Usually resolves after gateway restart. If persistent:
1. Check `QQ_APP_ID` and `QQ_CLIENT_SECRET` in `.env`
2. Verify network connectivity from server
3. Check if QQ bot platform changed API endpoints

## Fix D: Full Gateway Reset

```bash
# Stop gateway
sudo systemctl stop hermes-gateway  # or pkill -f hermes
# Fix all DB issues
mv /root/.hermes/state.db /root/.hermes/state.db.bak 2>/dev/null
# Start fresh
hermes gateway run --replace
```

## Fix E: Gateway Process Dead (No Auto-Restart)
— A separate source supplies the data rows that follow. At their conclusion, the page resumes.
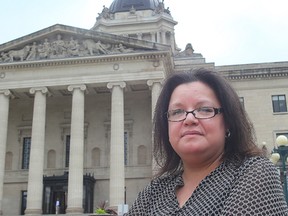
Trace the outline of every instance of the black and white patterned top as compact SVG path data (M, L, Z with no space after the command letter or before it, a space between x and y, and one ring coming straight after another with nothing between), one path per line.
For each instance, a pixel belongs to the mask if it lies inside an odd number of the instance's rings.
M267 158L248 158L240 167L223 162L180 208L175 189L183 184L181 173L153 180L125 215L288 215L279 173Z

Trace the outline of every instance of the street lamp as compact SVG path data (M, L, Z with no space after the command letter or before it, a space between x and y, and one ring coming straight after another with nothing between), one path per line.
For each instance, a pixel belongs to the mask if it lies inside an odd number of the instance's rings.
M283 190L286 199L286 203L288 204L288 194L287 194L287 175L286 175L286 162L288 157L288 140L284 135L280 135L276 138L276 147L273 149L273 153L271 155L270 160L277 164L279 159L281 159L282 163L282 176L283 176Z

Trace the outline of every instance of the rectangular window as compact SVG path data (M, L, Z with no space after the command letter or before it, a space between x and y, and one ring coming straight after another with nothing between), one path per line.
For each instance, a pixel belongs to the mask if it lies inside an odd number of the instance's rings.
M273 112L287 112L286 96L273 95L272 96Z
M124 164L128 165L128 132L124 132Z
M29 169L31 137L23 138L22 169Z
M244 97L239 97L240 103L242 105L242 108L244 109Z
M27 204L27 191L21 191L21 215L25 214Z
M69 158L70 158L70 135L67 135L65 143L65 167L69 167Z
M276 138L280 135L284 135L288 138L288 132L283 132L283 133L276 133Z

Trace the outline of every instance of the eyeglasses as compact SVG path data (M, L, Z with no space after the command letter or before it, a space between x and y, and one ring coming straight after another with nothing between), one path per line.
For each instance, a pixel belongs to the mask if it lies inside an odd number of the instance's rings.
M196 119L209 119L213 118L215 115L222 113L222 108L214 107L199 107L192 111L186 111L183 109L168 110L166 112L168 121L179 122L184 121L189 113L192 113Z

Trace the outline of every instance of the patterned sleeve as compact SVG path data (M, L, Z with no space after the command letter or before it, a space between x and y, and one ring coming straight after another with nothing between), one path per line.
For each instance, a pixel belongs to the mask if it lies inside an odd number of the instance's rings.
M263 158L248 160L225 202L222 215L288 215L276 167Z
M124 216L144 216L147 215L146 210L149 206L149 200L151 197L151 188L152 185L146 186L139 194L128 213L124 214Z

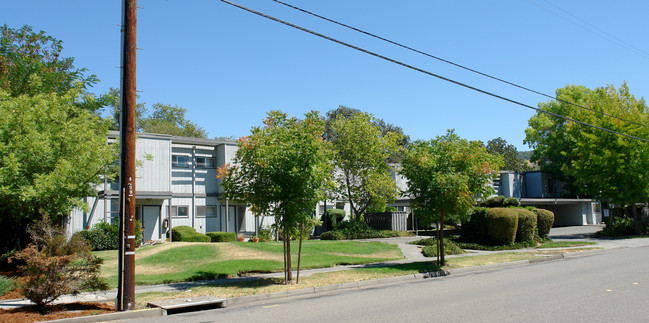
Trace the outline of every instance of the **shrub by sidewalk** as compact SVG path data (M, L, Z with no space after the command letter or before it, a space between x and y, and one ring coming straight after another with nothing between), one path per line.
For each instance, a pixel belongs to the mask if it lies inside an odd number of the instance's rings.
M212 239L202 233L196 232L196 229L181 225L171 230L171 241L185 242L211 242Z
**Symptom:** `hermes gateway status` shows "not running", QQ/Telegram silent for hours

```bash
# CORRECT way (NOT nohup, NOT &):
# Via terminal tool: terminal(background=true, command="hermes gateway run --replace")
```

## Fix F: Diagnose QQ WebSocket Disconnection

**Symptom:** QQ bot not responding but gateway shows "running"

```bash
GW_PID=$(pgrep -f "hermes gateway" | head -1)
ss -tnp | grep $GW_PID
# ESTABLISHED connections to 43.159.x.x:443 or 43.128.x.x:443 = OK
# No connections = WebSocket dead, restart gateway
```

## API Relay Switching (OpenRouter → OpenKey)
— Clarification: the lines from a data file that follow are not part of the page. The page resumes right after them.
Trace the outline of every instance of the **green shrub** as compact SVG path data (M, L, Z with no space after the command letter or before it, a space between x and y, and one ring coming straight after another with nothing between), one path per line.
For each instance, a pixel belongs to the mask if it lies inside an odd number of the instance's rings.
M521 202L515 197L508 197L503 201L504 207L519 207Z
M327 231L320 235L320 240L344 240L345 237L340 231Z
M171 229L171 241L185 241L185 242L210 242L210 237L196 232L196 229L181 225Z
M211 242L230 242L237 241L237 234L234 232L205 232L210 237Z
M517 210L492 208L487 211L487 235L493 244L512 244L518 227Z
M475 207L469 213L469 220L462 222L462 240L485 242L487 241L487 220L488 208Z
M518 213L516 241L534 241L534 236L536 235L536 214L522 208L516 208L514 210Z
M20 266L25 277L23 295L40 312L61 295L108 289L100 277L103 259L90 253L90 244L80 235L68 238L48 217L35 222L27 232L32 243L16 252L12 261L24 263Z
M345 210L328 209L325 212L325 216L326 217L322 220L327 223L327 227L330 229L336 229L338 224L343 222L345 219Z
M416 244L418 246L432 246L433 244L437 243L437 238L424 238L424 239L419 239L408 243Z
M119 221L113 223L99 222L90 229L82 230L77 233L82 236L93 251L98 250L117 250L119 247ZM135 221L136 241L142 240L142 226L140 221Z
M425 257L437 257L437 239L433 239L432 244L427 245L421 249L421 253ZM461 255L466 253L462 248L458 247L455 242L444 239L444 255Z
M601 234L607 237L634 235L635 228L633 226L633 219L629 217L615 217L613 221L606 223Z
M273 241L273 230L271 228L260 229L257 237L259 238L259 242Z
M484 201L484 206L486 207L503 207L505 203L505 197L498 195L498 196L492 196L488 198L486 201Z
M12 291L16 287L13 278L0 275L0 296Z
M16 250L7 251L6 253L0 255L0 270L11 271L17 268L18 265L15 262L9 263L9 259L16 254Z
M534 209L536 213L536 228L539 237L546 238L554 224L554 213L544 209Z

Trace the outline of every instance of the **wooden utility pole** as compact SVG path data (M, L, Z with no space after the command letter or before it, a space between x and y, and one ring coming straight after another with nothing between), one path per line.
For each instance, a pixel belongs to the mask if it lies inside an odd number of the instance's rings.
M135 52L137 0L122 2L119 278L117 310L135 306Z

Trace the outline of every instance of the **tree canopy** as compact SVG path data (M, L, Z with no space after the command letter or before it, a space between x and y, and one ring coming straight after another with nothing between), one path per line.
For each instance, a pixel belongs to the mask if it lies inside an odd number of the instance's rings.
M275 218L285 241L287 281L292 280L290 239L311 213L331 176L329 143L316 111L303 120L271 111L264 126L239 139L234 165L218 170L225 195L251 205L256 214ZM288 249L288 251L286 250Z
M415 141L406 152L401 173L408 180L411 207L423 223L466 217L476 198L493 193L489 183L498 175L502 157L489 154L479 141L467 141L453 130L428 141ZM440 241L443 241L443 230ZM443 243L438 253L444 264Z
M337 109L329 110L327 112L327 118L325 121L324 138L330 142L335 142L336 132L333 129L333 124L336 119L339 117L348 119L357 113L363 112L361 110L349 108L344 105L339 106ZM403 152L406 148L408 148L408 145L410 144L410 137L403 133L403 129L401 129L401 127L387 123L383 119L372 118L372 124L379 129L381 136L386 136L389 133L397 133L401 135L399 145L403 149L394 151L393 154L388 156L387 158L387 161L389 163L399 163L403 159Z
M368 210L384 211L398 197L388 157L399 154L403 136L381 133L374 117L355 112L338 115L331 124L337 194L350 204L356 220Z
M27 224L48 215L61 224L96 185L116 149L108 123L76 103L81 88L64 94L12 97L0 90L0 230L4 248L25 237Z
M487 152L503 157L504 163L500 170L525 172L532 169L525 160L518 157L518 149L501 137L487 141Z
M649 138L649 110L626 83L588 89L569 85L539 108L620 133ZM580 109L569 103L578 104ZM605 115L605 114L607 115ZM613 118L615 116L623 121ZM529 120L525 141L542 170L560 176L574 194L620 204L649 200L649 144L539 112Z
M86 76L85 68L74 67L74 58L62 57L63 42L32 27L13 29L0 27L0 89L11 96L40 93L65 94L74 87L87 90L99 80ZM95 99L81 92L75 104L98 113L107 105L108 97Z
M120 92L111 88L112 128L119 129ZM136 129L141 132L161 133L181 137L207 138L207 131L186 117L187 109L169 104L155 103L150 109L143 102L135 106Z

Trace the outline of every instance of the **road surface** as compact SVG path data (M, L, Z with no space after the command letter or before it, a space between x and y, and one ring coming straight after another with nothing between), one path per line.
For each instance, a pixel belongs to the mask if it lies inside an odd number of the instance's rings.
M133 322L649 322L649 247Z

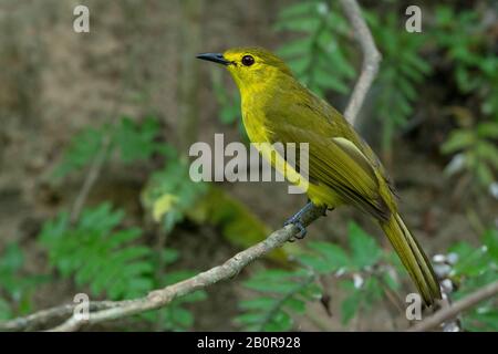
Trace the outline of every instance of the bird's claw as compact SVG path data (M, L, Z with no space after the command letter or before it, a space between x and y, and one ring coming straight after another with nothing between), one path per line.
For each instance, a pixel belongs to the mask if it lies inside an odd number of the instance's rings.
M299 217L293 216L289 220L283 222L283 226L288 226L288 225L293 225L299 229L299 232L297 235L294 235L294 237L292 239L290 239L289 242L294 242L295 239L302 240L307 236L308 230Z

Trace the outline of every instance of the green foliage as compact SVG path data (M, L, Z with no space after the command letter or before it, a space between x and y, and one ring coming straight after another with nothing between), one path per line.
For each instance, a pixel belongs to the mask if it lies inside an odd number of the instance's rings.
M255 298L239 303L243 311L236 322L250 331L289 331L294 315L307 315L307 304L323 299L321 277L339 278L346 292L341 303L342 323L347 324L360 310L369 311L383 299L385 288L398 284L378 267L391 257L357 225L349 226L349 249L324 241L308 242L307 251L295 256L299 268L263 270L245 282Z
M40 242L49 261L62 277L73 278L77 287L89 285L93 295L112 300L143 295L152 289L153 251L139 240L138 228L118 228L123 210L104 202L83 210L80 220L70 225L66 212L44 223Z
M498 121L477 123L476 126L454 129L442 145L444 154L455 154L446 167L449 175L466 173L470 185L487 188L497 178L498 170ZM476 180L477 184L471 181Z
M454 299L467 296L471 292L498 281L498 230L489 229L483 236L483 246L475 248L459 242L450 248L458 256L450 277L458 284ZM498 303L490 299L461 315L467 331L498 331Z
M291 313L305 313L305 302L319 299L315 275L303 269L297 271L263 270L243 285L258 292L258 296L241 301L245 312L235 319L247 331L289 331Z
M346 23L328 1L299 2L279 12L276 30L300 35L280 46L278 53L298 79L321 96L329 91L346 94L355 77L347 46L342 45Z
M175 263L178 252L164 249L159 253L141 242L141 229L123 228L123 221L122 210L102 204L85 209L74 226L70 225L68 214L61 212L54 220L45 222L39 239L49 252L50 264L63 278L74 279L79 288L89 287L93 298L133 299L194 275L191 271L168 271L157 275L155 270ZM139 319L152 322L159 330L186 330L193 325L194 315L185 304L205 298L206 294L199 291Z
M384 59L373 107L382 124L383 149L390 152L394 133L413 113L416 86L430 73L429 64L419 55L427 38L401 30L394 12L381 17L365 11L365 17ZM287 7L280 11L276 28L304 34L288 41L279 53L310 90L322 96L350 91L356 76L349 54L353 49L349 23L335 3L311 1Z
M204 194L206 185L193 183L187 162L169 145L158 142L159 128L158 121L152 117L142 123L122 117L115 126L86 128L71 142L56 176L85 167L104 148L106 160L115 155L127 165L156 155L163 157L166 164L151 175L142 201L168 233ZM107 147L104 139L108 139ZM73 279L79 288L87 287L93 298L133 299L194 275L193 271L169 270L179 253L149 247L141 228L124 223L124 211L103 202L84 209L74 225L68 212L60 212L44 223L39 240L48 251L50 264L63 278ZM194 323L188 304L204 299L206 293L198 291L135 319L160 331L188 330Z
M170 158L166 166L152 174L142 191L142 202L152 211L154 220L169 232L206 194L208 186L189 177L188 163Z
M105 157L118 154L121 160L126 164L146 160L156 153L170 155L172 147L156 142L158 135L159 123L154 117L147 117L138 124L123 116L115 126L104 124L98 128L87 127L71 139L54 175L56 178L63 178L71 171L87 166L104 148L105 139L110 139Z
M25 258L17 243L9 243L0 256L0 320L29 313L31 295L48 277L27 275L22 270Z
M479 122L473 116L474 124L455 128L442 146L444 154L454 155L447 171L463 171L487 188L498 170L498 58L495 43L481 35L480 23L475 11L436 9L437 42L454 66L457 87L481 102Z
M478 12L456 12L452 7L439 6L435 13L437 43L454 65L458 88L466 94L477 93L483 100L481 113L497 117L498 58L492 40L481 33Z
M156 257L155 267L170 267L177 262L180 258L178 251L174 249L165 249L162 254L156 254L162 257L162 262L158 262ZM160 277L156 277L154 288L163 288L169 284L177 283L184 279L194 277L196 272L194 271L168 271ZM206 300L207 294L204 290L198 290L188 295L175 299L166 308L147 312L138 315L138 319L146 320L152 323L157 330L162 331L186 331L194 325L194 314L188 309L188 304L194 302L199 302Z
M369 12L366 19L383 55L375 81L377 91L373 108L382 124L382 149L390 153L395 133L413 114L418 85L432 71L427 60L421 55L428 38L424 33L404 31L404 19L400 20L394 12L382 17L377 12Z

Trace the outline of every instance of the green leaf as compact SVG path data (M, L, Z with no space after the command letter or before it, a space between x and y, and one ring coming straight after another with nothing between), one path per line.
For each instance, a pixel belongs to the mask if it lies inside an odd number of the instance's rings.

When OpenRouter KYC blocks 充值:

```yaml
# In config.yaml
providers:
  openkey:
    base_url: https://openkey.cloud/v1
    api_key: sk-xxx           # Use api_key DIRECTLY, NOT api_key_env!
    api_mode: chat_completions
model:
  default: gpt-4o-mini        # No provider prefix!
  provider: openkey            # Must match provider name above
  base_url: https://openkey.cloud/v1
  api_mode: chat_completions
```

**Pitfall:** `api_key_env` does NOT work for custom providers — the gateway process caches env vars at startup and won't see new ones from `.env`. Always use `api_key` directly.

**Pitfall:** Model name format — do NOT use `openkey/gpt-4o-mini`. When `model.provider: openkey` is set, Hermes sends the bare model name to the correct API endpoint.